GPT-5.2 | slacker news

1. minadotcom ◴[11 Dec 25 18:29 UTC] No.46235074[source]▶

They used to compare to competing models from Anthropic, Google DeepMind, DeepSeek, etc. Seems that now they only compare to their own models. Does this mean that the GPT-series is performing worse than its competitors (given the "code red" at OpenAI)?

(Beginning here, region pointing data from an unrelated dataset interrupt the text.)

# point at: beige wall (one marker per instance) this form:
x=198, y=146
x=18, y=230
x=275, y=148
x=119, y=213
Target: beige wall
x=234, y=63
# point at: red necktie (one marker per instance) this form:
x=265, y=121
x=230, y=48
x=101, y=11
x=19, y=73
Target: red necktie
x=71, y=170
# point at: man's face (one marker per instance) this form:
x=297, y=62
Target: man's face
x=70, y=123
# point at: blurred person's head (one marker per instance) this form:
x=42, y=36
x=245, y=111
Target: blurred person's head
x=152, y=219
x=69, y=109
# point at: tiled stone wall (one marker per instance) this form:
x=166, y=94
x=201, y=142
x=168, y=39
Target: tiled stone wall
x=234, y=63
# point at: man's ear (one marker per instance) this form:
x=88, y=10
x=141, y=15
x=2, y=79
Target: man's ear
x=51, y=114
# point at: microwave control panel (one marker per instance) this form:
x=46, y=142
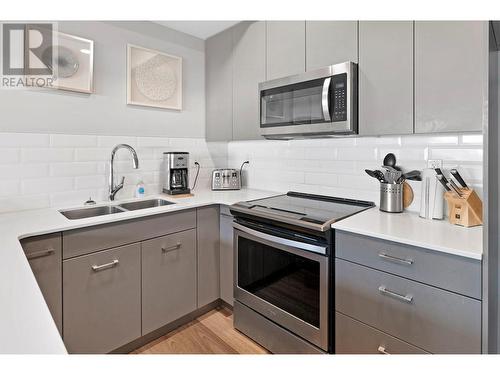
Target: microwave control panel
x=339, y=97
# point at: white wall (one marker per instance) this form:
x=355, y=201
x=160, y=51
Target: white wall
x=336, y=166
x=106, y=111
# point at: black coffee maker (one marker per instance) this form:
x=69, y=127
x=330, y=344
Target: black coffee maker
x=176, y=173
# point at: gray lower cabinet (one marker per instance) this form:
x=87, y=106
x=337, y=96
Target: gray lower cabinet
x=168, y=279
x=285, y=48
x=86, y=240
x=432, y=319
x=226, y=258
x=102, y=300
x=450, y=84
x=330, y=42
x=249, y=69
x=454, y=273
x=354, y=337
x=219, y=87
x=44, y=254
x=385, y=77
x=208, y=254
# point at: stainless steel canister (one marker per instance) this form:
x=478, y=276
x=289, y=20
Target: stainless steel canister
x=391, y=197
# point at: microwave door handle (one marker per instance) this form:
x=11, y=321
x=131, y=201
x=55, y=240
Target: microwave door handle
x=325, y=99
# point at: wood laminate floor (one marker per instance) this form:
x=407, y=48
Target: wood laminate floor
x=212, y=333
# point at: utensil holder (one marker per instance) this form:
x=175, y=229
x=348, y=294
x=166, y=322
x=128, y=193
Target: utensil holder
x=467, y=210
x=391, y=197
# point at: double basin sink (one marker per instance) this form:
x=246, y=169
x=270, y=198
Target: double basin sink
x=83, y=213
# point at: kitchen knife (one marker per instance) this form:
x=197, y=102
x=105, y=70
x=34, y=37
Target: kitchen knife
x=442, y=179
x=459, y=178
x=454, y=187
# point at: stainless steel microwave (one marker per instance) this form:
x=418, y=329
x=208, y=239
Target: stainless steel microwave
x=318, y=103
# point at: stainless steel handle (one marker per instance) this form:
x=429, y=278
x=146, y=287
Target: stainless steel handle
x=392, y=258
x=408, y=298
x=282, y=241
x=325, y=102
x=382, y=350
x=106, y=265
x=40, y=254
x=171, y=248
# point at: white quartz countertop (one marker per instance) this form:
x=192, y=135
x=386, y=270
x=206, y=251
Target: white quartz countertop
x=410, y=229
x=26, y=325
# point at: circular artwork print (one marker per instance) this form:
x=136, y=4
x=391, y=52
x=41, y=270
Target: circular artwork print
x=156, y=79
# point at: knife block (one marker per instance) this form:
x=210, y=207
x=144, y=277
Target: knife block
x=466, y=211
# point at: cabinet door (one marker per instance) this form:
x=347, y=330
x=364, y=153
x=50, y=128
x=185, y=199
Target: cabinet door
x=168, y=279
x=285, y=46
x=102, y=300
x=219, y=81
x=330, y=42
x=226, y=259
x=385, y=77
x=249, y=69
x=208, y=255
x=44, y=254
x=450, y=64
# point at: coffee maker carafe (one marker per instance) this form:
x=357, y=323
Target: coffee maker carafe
x=176, y=173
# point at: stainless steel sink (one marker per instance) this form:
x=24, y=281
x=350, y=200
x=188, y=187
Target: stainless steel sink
x=83, y=213
x=150, y=203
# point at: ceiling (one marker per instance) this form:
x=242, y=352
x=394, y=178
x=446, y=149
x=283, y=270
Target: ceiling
x=200, y=29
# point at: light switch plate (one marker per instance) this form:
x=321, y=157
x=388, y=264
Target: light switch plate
x=434, y=163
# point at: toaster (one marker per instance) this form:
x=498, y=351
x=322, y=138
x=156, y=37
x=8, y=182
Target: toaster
x=226, y=179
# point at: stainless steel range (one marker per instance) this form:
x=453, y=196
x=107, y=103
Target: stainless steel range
x=283, y=269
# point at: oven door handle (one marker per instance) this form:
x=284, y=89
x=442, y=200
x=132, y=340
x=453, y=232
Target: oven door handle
x=325, y=100
x=281, y=240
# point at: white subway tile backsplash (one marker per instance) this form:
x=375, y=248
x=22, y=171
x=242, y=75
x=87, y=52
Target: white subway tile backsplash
x=471, y=139
x=9, y=155
x=357, y=153
x=457, y=154
x=24, y=171
x=47, y=185
x=144, y=142
x=71, y=140
x=9, y=187
x=336, y=166
x=43, y=155
x=87, y=182
x=42, y=170
x=73, y=169
x=64, y=170
x=24, y=140
x=110, y=141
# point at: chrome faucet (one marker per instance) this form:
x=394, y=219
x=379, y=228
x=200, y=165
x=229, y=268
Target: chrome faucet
x=112, y=188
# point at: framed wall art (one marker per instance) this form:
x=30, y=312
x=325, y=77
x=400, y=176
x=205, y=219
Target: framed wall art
x=72, y=63
x=154, y=78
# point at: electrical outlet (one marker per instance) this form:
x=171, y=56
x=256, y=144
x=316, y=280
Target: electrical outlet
x=434, y=163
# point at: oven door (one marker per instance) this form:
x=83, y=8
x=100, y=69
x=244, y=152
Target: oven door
x=284, y=280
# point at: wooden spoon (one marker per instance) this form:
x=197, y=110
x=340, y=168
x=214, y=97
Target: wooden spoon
x=407, y=194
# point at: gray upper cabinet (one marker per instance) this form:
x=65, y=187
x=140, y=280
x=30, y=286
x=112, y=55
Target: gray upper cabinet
x=385, y=77
x=219, y=87
x=285, y=46
x=168, y=279
x=249, y=69
x=330, y=42
x=208, y=255
x=450, y=60
x=44, y=254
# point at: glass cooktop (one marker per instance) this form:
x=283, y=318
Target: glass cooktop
x=314, y=209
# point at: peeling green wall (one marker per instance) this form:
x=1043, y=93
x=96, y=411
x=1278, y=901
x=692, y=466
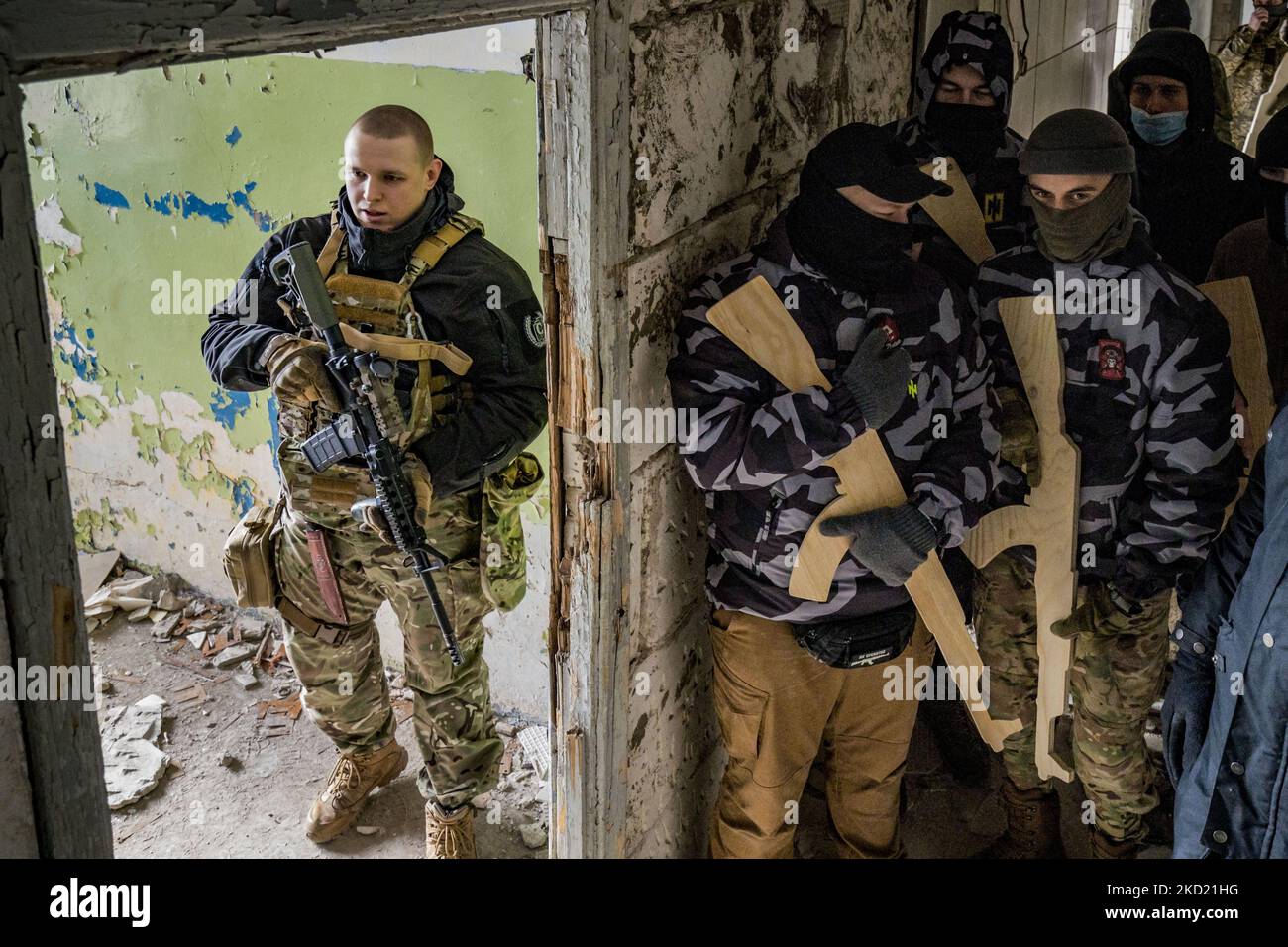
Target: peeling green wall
x=189, y=171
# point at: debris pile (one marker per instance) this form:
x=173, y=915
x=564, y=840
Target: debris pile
x=133, y=759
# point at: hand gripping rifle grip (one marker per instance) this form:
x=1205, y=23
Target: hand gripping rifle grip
x=297, y=266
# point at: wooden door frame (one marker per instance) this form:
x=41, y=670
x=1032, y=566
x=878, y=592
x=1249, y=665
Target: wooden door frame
x=584, y=75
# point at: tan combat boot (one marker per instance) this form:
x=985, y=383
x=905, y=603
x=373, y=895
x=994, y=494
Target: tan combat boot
x=1031, y=825
x=449, y=835
x=348, y=788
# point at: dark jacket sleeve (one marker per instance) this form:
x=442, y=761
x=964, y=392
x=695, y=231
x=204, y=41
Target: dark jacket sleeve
x=250, y=316
x=507, y=376
x=747, y=432
x=1209, y=599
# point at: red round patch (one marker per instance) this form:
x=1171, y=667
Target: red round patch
x=1113, y=360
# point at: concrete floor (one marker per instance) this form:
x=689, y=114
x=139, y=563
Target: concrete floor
x=257, y=805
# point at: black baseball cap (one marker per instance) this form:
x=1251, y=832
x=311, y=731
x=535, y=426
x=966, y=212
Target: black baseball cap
x=874, y=158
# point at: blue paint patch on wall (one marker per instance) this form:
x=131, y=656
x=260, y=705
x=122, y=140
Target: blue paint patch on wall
x=228, y=406
x=82, y=360
x=274, y=438
x=243, y=200
x=108, y=197
x=243, y=496
x=187, y=204
x=75, y=408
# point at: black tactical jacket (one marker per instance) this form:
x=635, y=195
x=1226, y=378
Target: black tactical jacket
x=506, y=339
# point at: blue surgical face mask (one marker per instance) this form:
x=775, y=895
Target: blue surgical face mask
x=1163, y=128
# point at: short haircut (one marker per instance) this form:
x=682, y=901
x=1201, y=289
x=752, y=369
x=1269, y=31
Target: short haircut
x=395, y=121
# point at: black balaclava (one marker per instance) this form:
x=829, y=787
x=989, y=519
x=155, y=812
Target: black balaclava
x=1273, y=153
x=1170, y=13
x=851, y=248
x=971, y=134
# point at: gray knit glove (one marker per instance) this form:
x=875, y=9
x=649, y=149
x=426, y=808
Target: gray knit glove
x=877, y=376
x=892, y=541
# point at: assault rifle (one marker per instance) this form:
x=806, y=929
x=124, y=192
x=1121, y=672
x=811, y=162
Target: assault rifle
x=361, y=431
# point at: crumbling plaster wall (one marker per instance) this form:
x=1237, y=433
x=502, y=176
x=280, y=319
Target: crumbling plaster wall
x=725, y=103
x=178, y=175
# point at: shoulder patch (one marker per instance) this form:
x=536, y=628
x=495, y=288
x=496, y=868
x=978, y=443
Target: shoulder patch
x=535, y=328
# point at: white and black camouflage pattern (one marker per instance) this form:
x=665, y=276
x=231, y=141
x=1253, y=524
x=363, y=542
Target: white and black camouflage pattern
x=1149, y=405
x=973, y=39
x=759, y=451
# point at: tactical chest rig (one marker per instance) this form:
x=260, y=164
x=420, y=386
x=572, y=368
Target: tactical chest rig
x=375, y=315
x=378, y=315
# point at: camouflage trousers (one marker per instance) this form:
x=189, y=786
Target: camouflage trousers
x=346, y=690
x=1115, y=681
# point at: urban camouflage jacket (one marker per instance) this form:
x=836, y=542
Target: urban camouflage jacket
x=759, y=453
x=970, y=38
x=1147, y=398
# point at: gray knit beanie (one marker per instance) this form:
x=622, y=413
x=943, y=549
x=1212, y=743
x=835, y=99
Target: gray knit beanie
x=1078, y=141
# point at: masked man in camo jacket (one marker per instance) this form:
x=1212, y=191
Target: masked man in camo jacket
x=1147, y=398
x=791, y=676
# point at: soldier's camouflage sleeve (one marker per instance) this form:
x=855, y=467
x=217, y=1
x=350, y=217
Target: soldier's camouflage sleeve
x=1235, y=48
x=958, y=472
x=243, y=324
x=1189, y=471
x=742, y=436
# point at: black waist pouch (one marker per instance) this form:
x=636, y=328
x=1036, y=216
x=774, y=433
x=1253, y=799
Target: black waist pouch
x=859, y=642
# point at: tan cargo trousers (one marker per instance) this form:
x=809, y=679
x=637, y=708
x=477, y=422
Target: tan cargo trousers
x=777, y=706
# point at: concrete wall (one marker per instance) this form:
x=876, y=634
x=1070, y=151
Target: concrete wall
x=724, y=115
x=145, y=175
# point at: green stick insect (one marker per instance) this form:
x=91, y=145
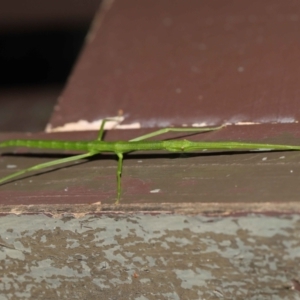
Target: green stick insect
x=138, y=144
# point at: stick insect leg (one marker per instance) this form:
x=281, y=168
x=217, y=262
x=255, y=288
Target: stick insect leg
x=47, y=164
x=165, y=130
x=101, y=130
x=119, y=174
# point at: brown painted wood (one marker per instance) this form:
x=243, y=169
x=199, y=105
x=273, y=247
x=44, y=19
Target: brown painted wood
x=173, y=62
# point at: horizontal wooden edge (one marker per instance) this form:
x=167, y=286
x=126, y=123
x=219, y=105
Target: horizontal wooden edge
x=207, y=209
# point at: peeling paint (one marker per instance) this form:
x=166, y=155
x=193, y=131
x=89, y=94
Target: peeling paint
x=82, y=125
x=149, y=257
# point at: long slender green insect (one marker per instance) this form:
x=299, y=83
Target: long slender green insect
x=121, y=147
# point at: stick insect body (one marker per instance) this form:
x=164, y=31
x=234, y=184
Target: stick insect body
x=137, y=144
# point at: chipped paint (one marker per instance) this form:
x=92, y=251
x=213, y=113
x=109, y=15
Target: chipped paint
x=149, y=257
x=83, y=125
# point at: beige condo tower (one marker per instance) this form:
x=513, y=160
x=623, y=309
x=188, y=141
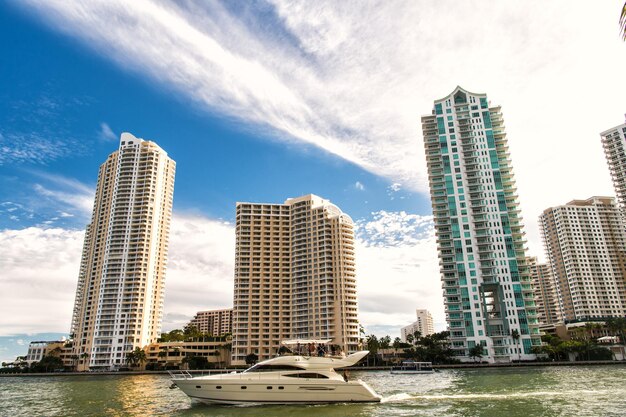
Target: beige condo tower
x=119, y=296
x=294, y=276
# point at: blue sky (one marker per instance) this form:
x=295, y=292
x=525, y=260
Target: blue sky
x=265, y=100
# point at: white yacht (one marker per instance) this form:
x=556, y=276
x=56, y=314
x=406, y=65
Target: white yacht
x=282, y=380
x=412, y=367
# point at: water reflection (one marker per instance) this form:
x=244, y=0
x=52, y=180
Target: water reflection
x=523, y=392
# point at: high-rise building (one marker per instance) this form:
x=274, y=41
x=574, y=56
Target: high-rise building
x=548, y=311
x=614, y=144
x=119, y=296
x=487, y=292
x=215, y=322
x=585, y=242
x=423, y=324
x=294, y=276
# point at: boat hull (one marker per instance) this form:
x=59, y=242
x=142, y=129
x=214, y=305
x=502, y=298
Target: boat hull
x=277, y=392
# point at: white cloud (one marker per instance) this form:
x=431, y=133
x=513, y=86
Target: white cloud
x=106, y=133
x=395, y=187
x=397, y=271
x=39, y=271
x=389, y=229
x=200, y=273
x=353, y=78
x=19, y=147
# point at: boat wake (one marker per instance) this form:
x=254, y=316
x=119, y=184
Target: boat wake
x=397, y=398
x=442, y=397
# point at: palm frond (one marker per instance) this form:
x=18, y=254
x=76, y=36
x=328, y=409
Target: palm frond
x=622, y=22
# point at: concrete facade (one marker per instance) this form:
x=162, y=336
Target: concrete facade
x=294, y=276
x=214, y=322
x=480, y=238
x=119, y=296
x=585, y=242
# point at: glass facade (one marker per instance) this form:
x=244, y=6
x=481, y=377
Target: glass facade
x=486, y=282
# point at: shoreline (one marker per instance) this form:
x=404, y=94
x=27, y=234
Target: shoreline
x=354, y=369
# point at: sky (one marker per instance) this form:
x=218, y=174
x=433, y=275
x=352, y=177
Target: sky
x=261, y=101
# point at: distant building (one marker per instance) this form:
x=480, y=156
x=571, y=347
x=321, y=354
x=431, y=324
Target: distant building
x=294, y=276
x=423, y=324
x=171, y=355
x=480, y=235
x=59, y=348
x=585, y=242
x=119, y=296
x=38, y=349
x=614, y=144
x=214, y=322
x=548, y=311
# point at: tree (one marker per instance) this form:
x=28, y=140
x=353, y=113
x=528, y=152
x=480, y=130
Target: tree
x=622, y=22
x=433, y=348
x=515, y=335
x=372, y=345
x=476, y=352
x=384, y=342
x=196, y=362
x=136, y=357
x=48, y=363
x=251, y=358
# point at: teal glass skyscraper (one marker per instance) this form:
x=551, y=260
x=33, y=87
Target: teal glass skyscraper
x=486, y=281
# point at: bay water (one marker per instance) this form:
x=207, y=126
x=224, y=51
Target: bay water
x=509, y=392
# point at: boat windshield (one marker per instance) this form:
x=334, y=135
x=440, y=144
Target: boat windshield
x=272, y=368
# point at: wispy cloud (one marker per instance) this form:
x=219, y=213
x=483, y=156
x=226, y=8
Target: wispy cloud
x=106, y=133
x=201, y=271
x=393, y=229
x=400, y=247
x=353, y=77
x=31, y=147
x=66, y=193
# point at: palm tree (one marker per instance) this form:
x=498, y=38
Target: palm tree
x=515, y=336
x=140, y=356
x=622, y=22
x=417, y=335
x=130, y=359
x=476, y=352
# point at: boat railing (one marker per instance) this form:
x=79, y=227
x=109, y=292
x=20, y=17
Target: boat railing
x=178, y=374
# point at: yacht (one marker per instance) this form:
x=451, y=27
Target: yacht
x=412, y=367
x=292, y=379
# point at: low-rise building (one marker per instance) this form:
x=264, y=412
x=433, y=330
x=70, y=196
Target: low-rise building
x=424, y=325
x=214, y=322
x=171, y=355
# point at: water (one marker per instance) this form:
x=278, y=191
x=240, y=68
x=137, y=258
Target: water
x=550, y=391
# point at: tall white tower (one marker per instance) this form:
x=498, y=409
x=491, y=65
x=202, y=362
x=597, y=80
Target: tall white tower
x=119, y=296
x=614, y=144
x=295, y=276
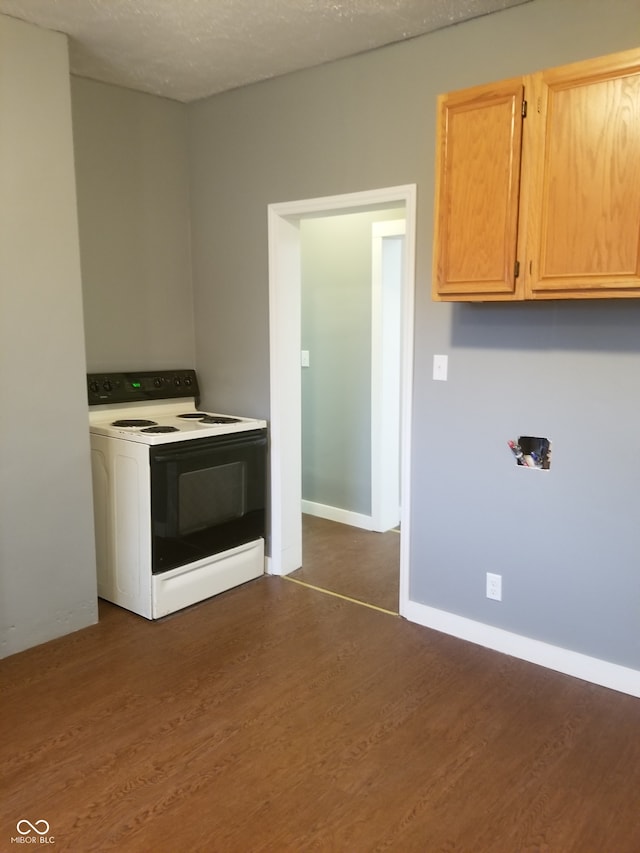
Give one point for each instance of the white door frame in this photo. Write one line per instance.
(386, 377)
(284, 348)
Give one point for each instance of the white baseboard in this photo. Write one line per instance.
(597, 671)
(334, 513)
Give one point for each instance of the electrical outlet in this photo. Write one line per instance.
(494, 586)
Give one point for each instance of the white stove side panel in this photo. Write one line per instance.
(122, 512)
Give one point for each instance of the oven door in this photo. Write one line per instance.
(207, 496)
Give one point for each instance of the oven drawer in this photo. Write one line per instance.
(187, 585)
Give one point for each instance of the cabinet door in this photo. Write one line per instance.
(477, 187)
(584, 233)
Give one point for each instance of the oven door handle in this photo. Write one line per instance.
(202, 445)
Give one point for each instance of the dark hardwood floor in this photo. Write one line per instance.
(346, 560)
(273, 718)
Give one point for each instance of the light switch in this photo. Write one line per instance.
(440, 365)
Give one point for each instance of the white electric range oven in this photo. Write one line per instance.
(179, 494)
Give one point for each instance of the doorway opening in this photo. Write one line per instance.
(285, 347)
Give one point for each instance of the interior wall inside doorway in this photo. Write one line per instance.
(336, 270)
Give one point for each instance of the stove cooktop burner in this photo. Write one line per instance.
(160, 429)
(133, 422)
(218, 419)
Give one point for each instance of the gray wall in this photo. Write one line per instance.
(47, 563)
(566, 541)
(336, 329)
(133, 211)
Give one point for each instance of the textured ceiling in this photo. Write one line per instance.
(189, 49)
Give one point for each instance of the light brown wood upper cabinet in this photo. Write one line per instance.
(538, 186)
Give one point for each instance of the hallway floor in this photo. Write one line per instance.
(351, 562)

replies(4): >>46235094 #>>46235110 #>>46235145 #>>46236816 #

2. poormathskills ◴[11 Dec 25 18:30 UTC] No.46235094[source]▶

>>46235074 (TP) #

OpenAI has never compared their models to models from other labs in their blog post. Open literally any past model launch post to see that.

replies(1): >>46235745 #

3. tabletcorry ◴[11 Dec 25 18:32 UTC] No.46235110[source]▶

>>46235074 (TP) #

The matrix required for a fair comparison is getting too complicated, since you have to compare chat/thinking/pro against an array of Anthropic and Google models.

But they publish all the same numbers, so you can make the full comparison yourself, if you want to.

4. Tiberium ◴[11 Dec 25 18:35 UTC] No.46235145[source]▶

>>46235074 (TP) #

They did compare it to other models: https://x.com/OpenAI/status/1999182104362668275

https://i.imgur.com/e0iB8KC.png

replies(3): >>46235919 #>>46238146 #>>46241683 #

5. boole1854 ◴[11 Dec 25 19:11 UTC] No.46235745[source]▶

>>46235094 #

https://openai.com/index/hello-gpt-4o/

I see evaluations compared with Claude, Gemini, and Llama there on the GPT 4o post.

replies(1): >>46236028 #

6. enlyth ◴[11 Dec 25 19:22 UTC] No.46235919[source]▶

>>46235145 #

This looks cherry-picked, for example Claude Opus had a higher score on SWE-Bench Verified so they conveniently left it out, also GDPval is literally a benchmark made by OpenAI

replies(2): >>46237361 #>>46239897 #

7. kgwgk ◴[11 Dec 25 19:30 UTC] No.46236028{3}[source]▶

>>46235745 #

“You are absolutely right, and I apologize for the confusion.”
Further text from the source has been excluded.